A dorsal approach is also recommended for dorsal shear fractures (reverse Barton) and articular surface reconstruction (▶Fig. 13.2). Lozano-Calderón et al 8 described 20 patients with dorsal shear fractures associated with radiocarpal subluxation or dislocation. The authors found that these fractures involved dorsal shear fragments associated with: (1) central impaction; (2) impaction of majority of distal radius articular surface; (3) radiocarpal dislocations with rupture of the radiolunate ligaments or fracture of the volar portion of the lunate facet where radiolunate ligaments originate.

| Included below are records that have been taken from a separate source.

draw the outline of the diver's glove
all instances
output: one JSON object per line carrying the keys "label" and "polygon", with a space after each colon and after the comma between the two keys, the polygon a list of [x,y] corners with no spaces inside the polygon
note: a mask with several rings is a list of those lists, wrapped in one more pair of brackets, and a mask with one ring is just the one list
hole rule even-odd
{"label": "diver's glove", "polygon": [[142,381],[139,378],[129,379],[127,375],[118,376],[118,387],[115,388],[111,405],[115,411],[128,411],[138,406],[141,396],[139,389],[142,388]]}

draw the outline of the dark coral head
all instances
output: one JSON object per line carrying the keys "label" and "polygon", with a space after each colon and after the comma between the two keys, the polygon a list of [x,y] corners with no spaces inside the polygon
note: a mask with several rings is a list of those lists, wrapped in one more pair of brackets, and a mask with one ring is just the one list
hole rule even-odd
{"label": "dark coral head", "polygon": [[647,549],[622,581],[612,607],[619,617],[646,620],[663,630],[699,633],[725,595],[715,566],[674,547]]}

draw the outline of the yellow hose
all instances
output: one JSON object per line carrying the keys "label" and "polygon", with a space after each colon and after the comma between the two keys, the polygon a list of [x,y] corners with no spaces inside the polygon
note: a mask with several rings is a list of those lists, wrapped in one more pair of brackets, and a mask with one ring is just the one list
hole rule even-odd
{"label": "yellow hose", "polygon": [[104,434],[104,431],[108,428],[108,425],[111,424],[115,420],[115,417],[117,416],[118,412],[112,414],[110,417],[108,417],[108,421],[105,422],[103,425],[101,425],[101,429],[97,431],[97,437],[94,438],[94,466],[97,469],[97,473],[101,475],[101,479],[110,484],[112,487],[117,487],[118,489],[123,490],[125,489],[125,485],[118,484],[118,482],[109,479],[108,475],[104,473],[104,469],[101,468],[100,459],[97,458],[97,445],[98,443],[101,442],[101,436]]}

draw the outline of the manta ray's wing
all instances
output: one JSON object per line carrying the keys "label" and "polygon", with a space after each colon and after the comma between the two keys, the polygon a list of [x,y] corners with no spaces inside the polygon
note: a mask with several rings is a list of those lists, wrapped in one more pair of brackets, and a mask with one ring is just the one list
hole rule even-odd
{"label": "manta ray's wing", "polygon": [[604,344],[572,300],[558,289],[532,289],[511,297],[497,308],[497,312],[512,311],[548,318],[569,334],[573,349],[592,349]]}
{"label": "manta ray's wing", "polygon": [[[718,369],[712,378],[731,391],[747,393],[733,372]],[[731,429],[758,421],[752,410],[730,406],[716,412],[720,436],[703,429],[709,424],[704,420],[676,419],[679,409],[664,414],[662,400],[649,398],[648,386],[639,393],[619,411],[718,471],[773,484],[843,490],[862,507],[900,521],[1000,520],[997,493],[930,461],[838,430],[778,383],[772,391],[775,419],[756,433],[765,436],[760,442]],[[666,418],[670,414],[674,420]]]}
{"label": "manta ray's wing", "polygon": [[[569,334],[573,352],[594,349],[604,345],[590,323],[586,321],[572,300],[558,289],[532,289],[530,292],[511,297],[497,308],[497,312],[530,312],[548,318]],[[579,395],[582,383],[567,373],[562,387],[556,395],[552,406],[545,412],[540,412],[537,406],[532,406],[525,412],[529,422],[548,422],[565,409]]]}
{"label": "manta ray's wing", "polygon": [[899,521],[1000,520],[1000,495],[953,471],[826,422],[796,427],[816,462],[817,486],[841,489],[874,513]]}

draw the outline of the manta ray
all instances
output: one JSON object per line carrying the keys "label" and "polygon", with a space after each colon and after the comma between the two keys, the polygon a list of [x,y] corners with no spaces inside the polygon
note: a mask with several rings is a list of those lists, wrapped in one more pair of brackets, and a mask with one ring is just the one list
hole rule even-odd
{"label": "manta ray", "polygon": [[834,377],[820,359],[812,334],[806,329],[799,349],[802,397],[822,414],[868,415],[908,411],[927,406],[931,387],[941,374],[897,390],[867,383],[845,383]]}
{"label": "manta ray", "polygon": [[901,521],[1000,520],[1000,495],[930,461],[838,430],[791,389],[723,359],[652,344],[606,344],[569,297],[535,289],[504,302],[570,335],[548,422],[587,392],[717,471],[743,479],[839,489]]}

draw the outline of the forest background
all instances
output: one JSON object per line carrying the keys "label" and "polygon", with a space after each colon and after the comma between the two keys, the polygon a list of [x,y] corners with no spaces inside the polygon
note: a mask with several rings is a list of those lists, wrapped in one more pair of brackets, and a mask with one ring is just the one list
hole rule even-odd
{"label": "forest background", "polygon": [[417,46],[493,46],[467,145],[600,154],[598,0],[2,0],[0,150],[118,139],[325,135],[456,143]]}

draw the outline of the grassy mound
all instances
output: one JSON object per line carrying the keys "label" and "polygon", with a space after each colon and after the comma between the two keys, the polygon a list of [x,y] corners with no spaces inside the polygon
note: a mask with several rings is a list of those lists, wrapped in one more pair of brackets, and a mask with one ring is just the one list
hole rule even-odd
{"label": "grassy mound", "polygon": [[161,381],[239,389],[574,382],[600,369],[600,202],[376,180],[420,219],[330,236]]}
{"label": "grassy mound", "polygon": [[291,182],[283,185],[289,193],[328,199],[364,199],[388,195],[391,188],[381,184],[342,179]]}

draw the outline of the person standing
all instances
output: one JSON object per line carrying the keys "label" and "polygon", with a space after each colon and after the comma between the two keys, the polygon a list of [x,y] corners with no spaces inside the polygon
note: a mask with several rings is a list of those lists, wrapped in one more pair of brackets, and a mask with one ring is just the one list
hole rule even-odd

The authors recommended dorsal approach to buttress the dorsal shear fractures and reconstruct the articular surface for associated central impaction. A combined volar approach was recommended for volar ligamentous repair or fixation of small volar avulsion fracture in radiocarpal dislocations with dorsal shear fractures.
13.2 Indications
Operative management is recommended because of the high energy and unstable nature of these injuries. A thorough history and physical examination should be performed to identify any associated neurovascular injuries. Since most of the radiocarpal dislocations are dorsal with a fracture of the radial styloid and fracture of dorsal cortical rim, a dorsal approach is preferred. Similarly, a dorsal approach is utilized for dorsal shear fractures (reverse Barton) and articular surface reconstruction. These fractures may be accompanied by avulsion of the ulnar styloid and/or disruption of the DRUJ. If there is gross instability after fixation of the radial fracture, it is recommended that the ulnar styloid and/or triangular fibrocartilage complex (TFCC) is reattached. If there is any sign of median nerve injury, it should be decompressed using an additional palmar approach. Every patient should also be assessed for associated carpal injuries.